Assignment 2

Due: 10:45am, Tue Jan 28th, 2025

Note: Make reasonable assumptions where necessary and clearly state them. Feel free to discuss problems with classmates, but the only written material that you may consult while writing your solutions are the textbook and lecture slides/videos. Solutions should be uploaded on Gradescope. Show your solution steps so you receive partial credit for incorrect answers and we know you have understood the material. Don't just show us the final answer. We require that answers be typed up and not hand-written.

Every homework has an automatic penalty-free 1.5 day extension to accommodate any health/family-related disruptions. In other words, try to finish your homework by Tuesday 10:45am to keep up with the lecture content, but if necessary, you may take until Wednesday 11:59pm.

  1. A processor running at 3 GHz consumes 85 W of dynamic power and 25 W of leakage power. It executes a CPU-bound program in 50 seconds.

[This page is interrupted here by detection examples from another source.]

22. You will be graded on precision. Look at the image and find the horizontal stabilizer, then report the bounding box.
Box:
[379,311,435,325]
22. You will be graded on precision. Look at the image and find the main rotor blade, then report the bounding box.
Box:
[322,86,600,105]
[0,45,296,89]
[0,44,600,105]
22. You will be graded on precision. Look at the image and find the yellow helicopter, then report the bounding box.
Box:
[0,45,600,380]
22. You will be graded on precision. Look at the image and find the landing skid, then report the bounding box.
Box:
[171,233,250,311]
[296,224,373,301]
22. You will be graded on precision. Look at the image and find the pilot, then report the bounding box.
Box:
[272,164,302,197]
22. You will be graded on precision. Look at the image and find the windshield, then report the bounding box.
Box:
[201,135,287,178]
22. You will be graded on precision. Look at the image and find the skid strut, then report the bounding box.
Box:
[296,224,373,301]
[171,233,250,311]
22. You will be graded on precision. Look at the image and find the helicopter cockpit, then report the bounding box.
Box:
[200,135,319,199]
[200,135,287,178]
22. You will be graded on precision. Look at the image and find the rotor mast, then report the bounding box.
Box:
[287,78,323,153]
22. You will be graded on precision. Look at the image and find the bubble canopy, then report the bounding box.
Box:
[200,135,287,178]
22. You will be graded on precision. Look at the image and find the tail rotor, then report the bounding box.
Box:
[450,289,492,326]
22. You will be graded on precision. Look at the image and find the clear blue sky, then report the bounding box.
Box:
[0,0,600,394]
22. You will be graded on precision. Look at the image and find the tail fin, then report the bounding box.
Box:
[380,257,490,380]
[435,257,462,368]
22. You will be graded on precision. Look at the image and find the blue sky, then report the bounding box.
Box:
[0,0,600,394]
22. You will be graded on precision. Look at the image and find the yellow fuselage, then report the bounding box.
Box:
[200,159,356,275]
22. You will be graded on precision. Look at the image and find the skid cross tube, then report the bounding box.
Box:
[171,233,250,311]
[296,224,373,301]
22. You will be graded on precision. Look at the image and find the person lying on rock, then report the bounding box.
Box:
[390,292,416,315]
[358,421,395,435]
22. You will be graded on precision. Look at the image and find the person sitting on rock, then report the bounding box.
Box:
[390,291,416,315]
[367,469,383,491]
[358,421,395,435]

How much energy does the processor consume in executing this program? It briefly enters Turbo-boost mode and operates at a frequency of 4.5 GHz. How much dynamic power and leakage power does the processor consume in Turbo-boost mode? How long does the CPU-bound program take to finish in Turbo-boost mode? How much energy is consumed in executing this program in Turbo-boost mode? (20 points)

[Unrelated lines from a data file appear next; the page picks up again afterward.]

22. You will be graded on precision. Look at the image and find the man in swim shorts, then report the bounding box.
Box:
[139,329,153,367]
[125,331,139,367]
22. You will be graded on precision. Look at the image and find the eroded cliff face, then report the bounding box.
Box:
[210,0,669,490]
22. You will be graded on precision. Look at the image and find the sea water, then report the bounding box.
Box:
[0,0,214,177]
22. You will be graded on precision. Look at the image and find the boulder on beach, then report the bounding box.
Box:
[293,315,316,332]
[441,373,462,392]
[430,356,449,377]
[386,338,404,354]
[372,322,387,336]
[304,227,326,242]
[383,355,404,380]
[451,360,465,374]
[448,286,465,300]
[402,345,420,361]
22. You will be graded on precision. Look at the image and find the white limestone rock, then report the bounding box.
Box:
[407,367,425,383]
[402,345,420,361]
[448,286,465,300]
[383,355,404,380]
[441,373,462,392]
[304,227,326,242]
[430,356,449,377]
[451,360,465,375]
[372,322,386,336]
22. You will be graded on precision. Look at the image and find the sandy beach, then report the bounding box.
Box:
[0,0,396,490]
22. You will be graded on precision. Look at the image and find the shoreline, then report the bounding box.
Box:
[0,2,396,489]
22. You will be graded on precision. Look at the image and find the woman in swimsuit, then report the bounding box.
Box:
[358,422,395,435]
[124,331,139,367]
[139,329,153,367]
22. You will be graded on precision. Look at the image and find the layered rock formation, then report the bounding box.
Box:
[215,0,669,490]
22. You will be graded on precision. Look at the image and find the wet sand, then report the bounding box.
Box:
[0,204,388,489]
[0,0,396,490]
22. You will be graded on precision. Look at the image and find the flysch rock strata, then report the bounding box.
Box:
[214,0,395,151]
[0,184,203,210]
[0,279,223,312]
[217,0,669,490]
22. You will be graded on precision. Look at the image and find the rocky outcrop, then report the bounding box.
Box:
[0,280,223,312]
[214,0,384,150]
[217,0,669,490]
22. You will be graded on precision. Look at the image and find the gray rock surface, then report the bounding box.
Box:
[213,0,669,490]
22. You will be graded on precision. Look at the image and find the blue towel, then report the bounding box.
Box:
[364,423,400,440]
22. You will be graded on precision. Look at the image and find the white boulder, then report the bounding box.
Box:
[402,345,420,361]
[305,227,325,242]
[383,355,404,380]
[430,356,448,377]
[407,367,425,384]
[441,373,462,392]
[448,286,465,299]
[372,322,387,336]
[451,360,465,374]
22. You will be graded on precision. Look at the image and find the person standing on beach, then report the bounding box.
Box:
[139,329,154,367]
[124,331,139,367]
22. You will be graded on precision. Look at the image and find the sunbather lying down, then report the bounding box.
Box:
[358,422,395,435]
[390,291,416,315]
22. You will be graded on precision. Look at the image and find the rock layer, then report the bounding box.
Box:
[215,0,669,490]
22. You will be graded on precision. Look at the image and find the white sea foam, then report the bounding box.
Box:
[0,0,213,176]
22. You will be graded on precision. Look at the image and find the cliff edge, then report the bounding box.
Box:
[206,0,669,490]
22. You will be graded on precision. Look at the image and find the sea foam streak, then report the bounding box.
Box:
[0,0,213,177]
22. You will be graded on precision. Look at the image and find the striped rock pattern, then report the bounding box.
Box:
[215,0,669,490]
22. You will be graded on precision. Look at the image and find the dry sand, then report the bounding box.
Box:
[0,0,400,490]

  2. Annotate the following MIPS instructions to indicate source registers and destination registers. A source register is read during the instruction's execution, while a destination register is written during the instruction's execution. (10 points)

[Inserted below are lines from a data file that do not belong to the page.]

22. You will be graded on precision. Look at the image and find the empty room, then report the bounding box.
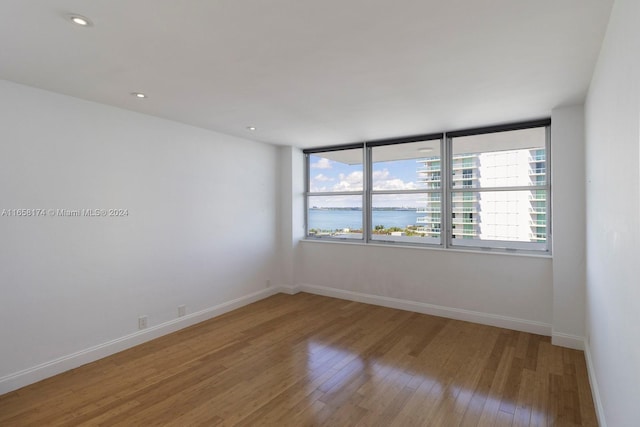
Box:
[0,0,640,427]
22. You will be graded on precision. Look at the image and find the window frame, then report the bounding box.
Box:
[303,118,553,255]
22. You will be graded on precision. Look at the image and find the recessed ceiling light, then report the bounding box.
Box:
[69,14,93,27]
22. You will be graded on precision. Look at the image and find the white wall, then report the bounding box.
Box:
[296,242,553,335]
[551,105,586,350]
[0,81,281,393]
[586,0,640,427]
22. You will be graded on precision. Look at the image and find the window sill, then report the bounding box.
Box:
[300,239,553,259]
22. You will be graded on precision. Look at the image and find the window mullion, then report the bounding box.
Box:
[362,144,373,243]
[440,134,453,248]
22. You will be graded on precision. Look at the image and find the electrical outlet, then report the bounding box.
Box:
[138,316,147,329]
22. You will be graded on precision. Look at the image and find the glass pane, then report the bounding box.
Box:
[451,190,548,248]
[371,139,440,191]
[371,193,442,244]
[307,196,362,239]
[451,127,547,188]
[309,148,363,193]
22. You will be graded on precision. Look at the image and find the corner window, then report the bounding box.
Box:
[305,120,550,252]
[307,148,364,240]
[448,126,549,251]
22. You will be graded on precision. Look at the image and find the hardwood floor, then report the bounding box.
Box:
[0,293,597,426]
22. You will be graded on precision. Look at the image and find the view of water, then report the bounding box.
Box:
[309,209,418,231]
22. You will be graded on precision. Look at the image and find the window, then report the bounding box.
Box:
[307,148,364,240]
[305,120,550,251]
[367,135,442,245]
[447,126,549,251]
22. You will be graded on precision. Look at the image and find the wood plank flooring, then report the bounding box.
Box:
[0,293,597,427]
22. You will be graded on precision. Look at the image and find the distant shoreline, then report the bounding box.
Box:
[309,206,418,212]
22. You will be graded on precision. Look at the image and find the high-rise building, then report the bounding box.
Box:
[417,148,548,242]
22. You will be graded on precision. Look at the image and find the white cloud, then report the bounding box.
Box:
[373,169,418,191]
[313,173,333,182]
[333,171,363,191]
[311,157,331,169]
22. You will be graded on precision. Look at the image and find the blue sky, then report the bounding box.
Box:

    1. sub $t1, $t4, $zero
    2. addi $s1, $s1, 100
    3. lw $t1, 4($gp)
    4. sw $s1, 8($gp)
    5. bne $s1, $t2, loop1
  3. Consider a program that declares global integer variables x, y, z, w[10]. Assume that an integer occupies 4 bytes. These variables are allocated starting at a base address of decimal 4000. All these variables have been initialized to decimal 25. The base address 4000 has been placed in $gp. The program executes the following assembly instructions:
    lw $s1, 0($gp)
    lw $s2, 4($gp)
    add $s1, $s2, $s1
    sub $s2, $s1, $s2
    add $s2, $s1, $s2
    sw $s1, 8($gp)
    sw $s2, 12($gp)
    subi $s2, $s2, 55
    sw $s2, 16($gp)
    1. What are the memory addresses of variables x, y, z, w[0], and w[1]? (10 points)
    2. What are the values of variables x, y, z, w[0], and w[1] at the end of the program? Explain this by adding comments to the code to show the effect of each instruction. (15 points)
  4. Express the following decimal number in binary and hexadecimal forms: 214. Show your steps. (5 points)
  5. Express the following binary number in decimal and hexadecimal forms: 11101011. Show your steps. (5 points)
  6. Express the following hexadecimal number in decimal and binary forms: 0xd3. Show your steps. (5 points)
  7. Write the MIPS assembly code that corresponds to the pseudo code below. Assume that the address for integer i is baseaddress+4 and the address for a[0] is baseaddress+8. Assume that the baseaddress is stored in $gp. The code initializes i to 0; it then iterates from i=0 to i=19, setting a[i] = 8*i in each iteration. To make your code efficient, i must be loaded into a register at the start, and it must be updated in memory only after you've finished the for loop. You may not use a multiply instruction.
    for (i=0; i<20; i++)
    a[i] = 8*i;
    (30 points)